Il secondo anno di Obama inizierà la prossima settimana con un discorso sullo Stato dell'Unione nel quale rivelerà un programma di tagli di bilancio e di austerità. Per finanziare il salvataggio in corso dell'1% più ricco del popolo americano, l'amministrazione si prepara a tagliare i programmi sui diritti acquisiti e ad imporre imposte regressive sulla popolazione lavoratrice.

Dal primo giorno, Obama ha lavorato instancabilmente per riabilitare i repubblicani, dopo che erano stati decisivamente respinti dagli elettori nelle elezioni del 2008. Ha nominato ex funzionari di Bush, compreso il segretario alla difesa Robert Gates ed ha cercato di adattare le sue politiche alle richieste della destra repubblicana. L'ultimo esempio del mantra del bipartitismo è la disgustosa nomina da parte di Obama di George Bush, un impenitente criminale di guerra, a condirettore con Bill Clinton dell'"opera" USA ad Haiti.

La postura di Obama a tribuno della "nuova politica" ed apostolo del cambiamento progressista era un inganno. E' stato selezionato ed elevato da potenti settori dell'elite dominante, che hanno ritenuto che un giovane afroamericano alla Casa Bianca avrebbe fornito condizioni più favorevoli per fare accettare il loro programma reazionario.

L'ultimo anno ha smascherato la politica delle pretese di identità democratica e progressista ed ha dimostrato che la divisione fondamentale nella società americana non è la razza, la nazionalità o il sesso, ma la classe.

Ha pure svelato il ruolo di pubblicazioni come Nation ed altri sostenitori di Obama della pseudo-sinistra, che hanno fatto campagna per lui e continuano a difendere le sue politiche, incluse la guerra in Afghanistan e la distruzione dell'assistenza sanitaria. Queste sono forze di destra che rappresentano strati sociali privilegiati sprezzanti ed ostili verso la classe lavoratrice.

Mentre l'amministrazione inizia il suo secondo anno, è stretta dalla crisi. Le debacle in Iraq ed in Afghanistan continuano e, nonostante la ripresa a Wall Street, la crisi sociale si sta aggravando e la causa principale del crollo economico—il declino nella posizione mondiale del capitalismo americano—continua. Le prospettive di un secondo e persino più distruttivo crollo finanziario sono fin troppo reali.

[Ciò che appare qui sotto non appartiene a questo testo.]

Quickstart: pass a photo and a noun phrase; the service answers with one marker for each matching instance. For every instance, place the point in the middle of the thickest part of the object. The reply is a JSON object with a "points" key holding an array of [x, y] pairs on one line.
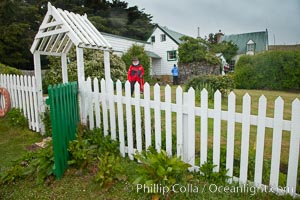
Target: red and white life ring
{"points": [[6, 108]]}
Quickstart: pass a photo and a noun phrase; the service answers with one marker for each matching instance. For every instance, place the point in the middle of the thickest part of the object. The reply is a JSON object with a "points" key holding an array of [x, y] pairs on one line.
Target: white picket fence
{"points": [[23, 95], [113, 110]]}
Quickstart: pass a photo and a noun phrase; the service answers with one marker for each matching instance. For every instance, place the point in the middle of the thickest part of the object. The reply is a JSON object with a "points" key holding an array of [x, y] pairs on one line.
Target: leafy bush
{"points": [[15, 117], [35, 165], [109, 170], [224, 84], [159, 168], [138, 51], [4, 69], [93, 67], [269, 70]]}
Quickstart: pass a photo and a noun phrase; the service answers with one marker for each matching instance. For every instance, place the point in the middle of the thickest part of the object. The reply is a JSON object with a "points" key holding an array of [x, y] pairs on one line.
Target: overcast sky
{"points": [[280, 17]]}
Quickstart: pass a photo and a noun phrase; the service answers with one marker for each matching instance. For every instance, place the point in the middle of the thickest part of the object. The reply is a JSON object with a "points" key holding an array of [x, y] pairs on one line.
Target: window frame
{"points": [[168, 55], [163, 37]]}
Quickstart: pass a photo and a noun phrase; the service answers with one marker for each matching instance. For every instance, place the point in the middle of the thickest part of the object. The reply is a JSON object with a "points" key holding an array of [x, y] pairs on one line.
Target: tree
{"points": [[228, 49], [138, 51], [196, 50], [20, 20]]}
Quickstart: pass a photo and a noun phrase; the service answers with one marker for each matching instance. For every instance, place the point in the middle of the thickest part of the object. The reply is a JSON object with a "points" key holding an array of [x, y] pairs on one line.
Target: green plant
{"points": [[81, 152], [224, 84], [269, 70], [138, 51], [15, 117], [159, 168], [109, 170], [41, 166]]}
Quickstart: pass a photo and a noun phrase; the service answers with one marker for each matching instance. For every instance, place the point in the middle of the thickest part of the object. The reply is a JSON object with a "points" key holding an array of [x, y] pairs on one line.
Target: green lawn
{"points": [[75, 185]]}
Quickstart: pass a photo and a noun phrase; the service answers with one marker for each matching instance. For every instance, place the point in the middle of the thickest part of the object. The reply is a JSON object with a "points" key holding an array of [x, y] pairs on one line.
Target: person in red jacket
{"points": [[136, 74]]}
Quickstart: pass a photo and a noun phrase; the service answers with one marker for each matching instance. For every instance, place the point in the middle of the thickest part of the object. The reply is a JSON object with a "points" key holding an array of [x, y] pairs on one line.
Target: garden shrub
{"points": [[15, 117], [4, 69], [224, 84], [93, 67], [276, 70]]}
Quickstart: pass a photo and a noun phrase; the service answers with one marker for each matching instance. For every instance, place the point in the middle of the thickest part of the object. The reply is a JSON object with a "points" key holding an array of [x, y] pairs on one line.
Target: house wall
{"points": [[161, 48]]}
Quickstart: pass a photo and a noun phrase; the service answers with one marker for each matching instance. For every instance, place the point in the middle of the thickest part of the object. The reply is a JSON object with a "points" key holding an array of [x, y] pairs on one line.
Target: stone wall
{"points": [[186, 71]]}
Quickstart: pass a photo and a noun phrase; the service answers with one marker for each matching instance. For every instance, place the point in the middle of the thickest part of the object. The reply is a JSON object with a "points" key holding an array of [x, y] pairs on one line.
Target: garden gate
{"points": [[63, 102]]}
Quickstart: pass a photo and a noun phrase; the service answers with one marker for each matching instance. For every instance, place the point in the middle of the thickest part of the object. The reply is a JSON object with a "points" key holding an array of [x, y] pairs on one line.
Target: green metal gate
{"points": [[63, 102]]}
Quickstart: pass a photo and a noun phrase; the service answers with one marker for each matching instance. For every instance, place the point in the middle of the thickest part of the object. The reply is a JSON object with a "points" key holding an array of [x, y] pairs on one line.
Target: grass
{"points": [[14, 142], [74, 185]]}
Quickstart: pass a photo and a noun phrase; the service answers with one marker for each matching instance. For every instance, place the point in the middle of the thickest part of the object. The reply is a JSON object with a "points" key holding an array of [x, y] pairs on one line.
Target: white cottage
{"points": [[161, 47]]}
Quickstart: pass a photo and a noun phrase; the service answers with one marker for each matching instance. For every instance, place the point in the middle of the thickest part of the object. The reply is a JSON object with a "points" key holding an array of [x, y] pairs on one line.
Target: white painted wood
{"points": [[81, 83], [217, 130], [129, 120], [168, 118], [294, 148], [138, 121], [104, 107], [245, 138], [204, 126], [120, 118], [64, 67], [191, 127], [185, 128], [260, 140], [276, 144], [230, 135], [90, 103], [112, 113], [179, 122], [97, 102], [107, 65], [147, 113], [157, 117]]}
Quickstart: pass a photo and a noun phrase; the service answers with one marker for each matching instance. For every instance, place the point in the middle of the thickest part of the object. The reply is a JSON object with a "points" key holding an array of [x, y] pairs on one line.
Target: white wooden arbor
{"points": [[59, 31]]}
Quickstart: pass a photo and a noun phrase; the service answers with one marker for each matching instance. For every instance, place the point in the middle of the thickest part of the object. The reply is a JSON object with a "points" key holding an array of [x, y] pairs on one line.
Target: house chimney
{"points": [[218, 36]]}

Secondo tutti i sondaggi d'opinione, i tassi di approvazione di Obama sono precipitati e la maggioranza crede che gli USA stiano andando nella direzione sbagliata.

Il primo anno al potere dell'amministrazione Obama sottolinea il carattere fondamentalmente antidemocratico dell'intero sistema politico. Le aspirazioni e gli interessi della popolazione lavoratrice non possono trovare nessuna espressione all'interno di un sistema monopolizzato da due partiti della grande impresa.

Il record dell'amministrazione ha soltanto intensificato la disillusione popolare verso il governo e tutte le istituzioni ufficiali. "Capitalismo", come in gran parte del 20° secolo, sta diventando ancora una volta un termine impopolare.

Ciò presagisce l'emergere di un nuovo periodo di battaglie di classe e sconvolgimenti sociali, non soltanto negli USA, ma a livello internazionale. La questione centrale e più critica è lo sviluppo di una nuova leadership per armare questo prossimo movimento con un programma rivoluzionario, socialista ed internazionalista. Questo è il compito al quale sono votati il World Socialist Web Site ed il Socialist Equality Party.